How real estate can benefit
Using the gas-and-convenience store model, which has been around for decades, the retail real estate sector is ideally positioned to capitalize on EV charging station growth.
The gas-and-convenience store model focuses on upselling to customers arriving for a fill-up, but comes with significant limitations to the retailer, the biggest being the relatively short time it takes to refuel a car with gasoline, which doesn’t leave much time to shop. Also, the convenience of paying at the pump frequently keeps customers from walking into the store. In addition, the highly flammable nature of gasoline limits the ability to put a gas pump just anywhere.
Unlike gas pumps, EV charging stations require the vehicle to charge for a minimum of 15 to 20 minutes, leaving more time for the customer to take advantage of adjacent retail. This includes locations ranging from gas-and-convenience stores to shopping centers, restaurants and movie theaters. They can be installed virtually anywhere, giving retailers an opportunity to draw more foot traffic and increase time spent on site. In addition, the installation of EV charging stations can help attract more upscale customers; the income of an electric vehicle owner is more than twice the national average, according to data from the Fuels Institute. That individual is also more likely to support shopping centers and vendors that support environmental sustainability.
The limited number of charging stations appears to be holding back growth in electric vehicle sales, another reason real estate could help fill the void.
The limited number of charging stations appears to be holding back growth in electric vehicle sales, another reason real estate could help fill the void. According to J.D. Power research released in August, customer satisfaction with Public Level 2 charging stations fell to 633 on a 1,000-point scale from 643 a year earlier.
“This lack of progress points to the need for improvement as EVs gain wider consumer acceptance because the shortage of public charging availability is the number one reason vehicle shoppers reject EVs,” J.D. Power said in a press release announcing the study.
As electric vehicles are more widely adopted, other real estate spaces, including multifamily dwellings, commercial offices, industrial spaces and hotels will need to be equipped with charging ports to remain competitive.

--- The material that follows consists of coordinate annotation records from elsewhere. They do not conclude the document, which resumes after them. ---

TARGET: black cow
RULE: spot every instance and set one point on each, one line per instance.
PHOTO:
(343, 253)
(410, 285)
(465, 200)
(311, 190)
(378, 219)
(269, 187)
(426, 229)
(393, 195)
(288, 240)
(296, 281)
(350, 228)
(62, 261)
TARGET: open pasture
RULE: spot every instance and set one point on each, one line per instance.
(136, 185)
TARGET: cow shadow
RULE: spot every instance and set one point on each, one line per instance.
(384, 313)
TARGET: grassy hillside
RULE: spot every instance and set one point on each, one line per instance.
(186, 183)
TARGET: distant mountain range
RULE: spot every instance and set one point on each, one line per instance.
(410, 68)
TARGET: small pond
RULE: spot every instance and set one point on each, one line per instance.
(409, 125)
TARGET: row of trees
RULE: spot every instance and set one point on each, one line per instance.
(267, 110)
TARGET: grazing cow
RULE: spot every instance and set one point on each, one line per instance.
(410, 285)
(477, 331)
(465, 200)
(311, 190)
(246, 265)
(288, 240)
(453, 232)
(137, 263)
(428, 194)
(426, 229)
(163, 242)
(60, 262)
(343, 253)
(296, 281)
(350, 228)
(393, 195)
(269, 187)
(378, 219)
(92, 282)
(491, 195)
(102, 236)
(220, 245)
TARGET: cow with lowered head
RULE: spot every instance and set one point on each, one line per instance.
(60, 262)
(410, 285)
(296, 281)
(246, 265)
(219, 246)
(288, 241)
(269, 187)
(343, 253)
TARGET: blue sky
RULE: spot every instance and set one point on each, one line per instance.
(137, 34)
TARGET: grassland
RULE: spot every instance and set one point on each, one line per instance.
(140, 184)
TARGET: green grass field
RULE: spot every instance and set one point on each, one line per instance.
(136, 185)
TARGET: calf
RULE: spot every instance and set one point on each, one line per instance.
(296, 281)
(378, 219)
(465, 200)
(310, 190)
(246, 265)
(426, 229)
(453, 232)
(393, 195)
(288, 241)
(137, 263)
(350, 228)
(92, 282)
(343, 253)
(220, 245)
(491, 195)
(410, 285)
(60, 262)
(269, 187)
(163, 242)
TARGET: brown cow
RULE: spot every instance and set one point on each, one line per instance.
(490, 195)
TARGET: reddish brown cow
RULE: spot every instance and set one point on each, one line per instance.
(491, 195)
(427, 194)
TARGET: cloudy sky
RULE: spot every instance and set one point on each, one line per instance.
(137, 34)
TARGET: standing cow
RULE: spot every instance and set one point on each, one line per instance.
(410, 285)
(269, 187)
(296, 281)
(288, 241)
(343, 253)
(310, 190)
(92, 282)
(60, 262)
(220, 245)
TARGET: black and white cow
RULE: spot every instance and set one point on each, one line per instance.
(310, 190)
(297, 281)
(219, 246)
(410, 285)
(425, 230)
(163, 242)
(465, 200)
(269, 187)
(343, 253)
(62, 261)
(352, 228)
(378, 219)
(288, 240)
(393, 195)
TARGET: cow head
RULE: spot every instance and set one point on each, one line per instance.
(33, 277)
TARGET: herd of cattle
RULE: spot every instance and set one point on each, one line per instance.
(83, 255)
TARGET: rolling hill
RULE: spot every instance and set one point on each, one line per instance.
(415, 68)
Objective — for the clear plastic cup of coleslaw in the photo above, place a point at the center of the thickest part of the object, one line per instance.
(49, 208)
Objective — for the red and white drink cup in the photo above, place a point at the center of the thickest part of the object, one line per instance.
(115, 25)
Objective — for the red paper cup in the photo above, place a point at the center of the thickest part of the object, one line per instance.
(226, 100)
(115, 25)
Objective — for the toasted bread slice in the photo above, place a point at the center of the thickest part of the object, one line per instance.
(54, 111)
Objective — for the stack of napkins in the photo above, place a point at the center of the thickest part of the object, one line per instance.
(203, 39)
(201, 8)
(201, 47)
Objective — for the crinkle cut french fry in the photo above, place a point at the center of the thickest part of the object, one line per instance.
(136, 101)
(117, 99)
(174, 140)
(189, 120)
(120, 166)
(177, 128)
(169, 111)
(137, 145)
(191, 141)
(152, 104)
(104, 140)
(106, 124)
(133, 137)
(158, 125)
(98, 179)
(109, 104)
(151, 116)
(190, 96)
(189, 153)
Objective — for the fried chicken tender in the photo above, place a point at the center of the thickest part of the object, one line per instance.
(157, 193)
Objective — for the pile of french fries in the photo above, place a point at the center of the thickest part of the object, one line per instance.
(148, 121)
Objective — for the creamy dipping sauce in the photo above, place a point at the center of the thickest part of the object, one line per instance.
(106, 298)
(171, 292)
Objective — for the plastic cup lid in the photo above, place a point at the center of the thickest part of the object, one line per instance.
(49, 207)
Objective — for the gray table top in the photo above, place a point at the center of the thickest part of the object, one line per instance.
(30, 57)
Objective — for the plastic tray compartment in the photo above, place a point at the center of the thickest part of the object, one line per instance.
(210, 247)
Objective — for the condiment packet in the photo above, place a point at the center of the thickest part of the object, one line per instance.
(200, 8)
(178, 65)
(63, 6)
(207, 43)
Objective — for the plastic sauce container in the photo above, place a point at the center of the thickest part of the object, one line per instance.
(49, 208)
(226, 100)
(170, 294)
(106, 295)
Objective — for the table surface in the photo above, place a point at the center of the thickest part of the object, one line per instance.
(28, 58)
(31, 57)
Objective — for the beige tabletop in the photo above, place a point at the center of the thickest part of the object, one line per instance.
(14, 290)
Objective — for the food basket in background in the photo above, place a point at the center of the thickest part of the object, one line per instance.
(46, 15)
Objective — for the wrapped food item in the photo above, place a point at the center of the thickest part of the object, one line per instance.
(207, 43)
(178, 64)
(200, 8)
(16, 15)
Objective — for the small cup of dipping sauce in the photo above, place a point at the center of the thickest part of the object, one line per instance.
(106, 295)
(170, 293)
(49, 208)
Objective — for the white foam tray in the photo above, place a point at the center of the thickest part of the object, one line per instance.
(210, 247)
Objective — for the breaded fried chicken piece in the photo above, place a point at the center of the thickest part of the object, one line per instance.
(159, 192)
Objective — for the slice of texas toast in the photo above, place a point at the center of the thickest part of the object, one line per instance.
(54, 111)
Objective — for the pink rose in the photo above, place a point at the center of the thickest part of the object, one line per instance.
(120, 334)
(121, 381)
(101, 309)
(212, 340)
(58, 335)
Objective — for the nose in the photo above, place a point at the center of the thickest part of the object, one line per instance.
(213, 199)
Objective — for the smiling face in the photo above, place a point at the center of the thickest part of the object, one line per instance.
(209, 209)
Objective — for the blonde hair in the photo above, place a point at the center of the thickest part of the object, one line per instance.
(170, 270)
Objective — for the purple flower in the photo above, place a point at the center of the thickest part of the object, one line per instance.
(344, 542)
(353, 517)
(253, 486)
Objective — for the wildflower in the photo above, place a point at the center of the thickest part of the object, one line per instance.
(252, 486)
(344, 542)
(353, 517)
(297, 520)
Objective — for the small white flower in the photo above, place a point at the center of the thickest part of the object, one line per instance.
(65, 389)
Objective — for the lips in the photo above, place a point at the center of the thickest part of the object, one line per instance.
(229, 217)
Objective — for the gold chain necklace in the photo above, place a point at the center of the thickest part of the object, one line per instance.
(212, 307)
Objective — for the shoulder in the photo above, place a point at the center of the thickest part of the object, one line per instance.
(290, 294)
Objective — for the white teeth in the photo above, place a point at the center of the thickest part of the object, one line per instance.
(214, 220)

Source: Edison Electric Institute, RSM US
In addition, as real estate firms look to align with their environmental, social and governance (ESG) objectives and reporting requirements, they will also want to accurately measure the environmental impact of implementing charging stations.
A jumpstart from incentives and legislation
One of the barriers to the development of a widespread charging infrastructure is the expense, which includes costs for equipment, ongoing operations and maintenance, as well as for the installation needed to get power to the charging station site from the electric grid. Much of these costs to date have been paid for by the customer or organization hosting the charging equipment. This has limited the adoption of new chargers due to the difficultly in justifying the cost, given that electric vehicles now only make up less than 1% of cars on the road. However, as this number grows rapidly, an electric vehicle infrastructure will be critical to support this growth.
The Alternative Fuel Vehicle Refueling Property Credit, which provides a credit for up to 30% of the cost of equipment and installation, helps to offset a considerable portion of the costs. As real estate companies look to modernize their existing properties or to develop new commercial spaces that include EV charging stations, they can take advantage of this tax incentive.
In addition, the Infrastructure Investment and Jobs Act, which includes $7.5 billion to build a network of chargers nationwide, will help provide a much-needed jumpstart to ramp up the public and commercial charging infrastructure.
The takeaway
The exponentially growing electric vehicle market will provide significant opportunities for commercial real estate, while helping to support the country’s transition to carbon neutrality. It will be critical for real estate companies to invest in infrastructure for this growing segment to remain competitive and maximize profits.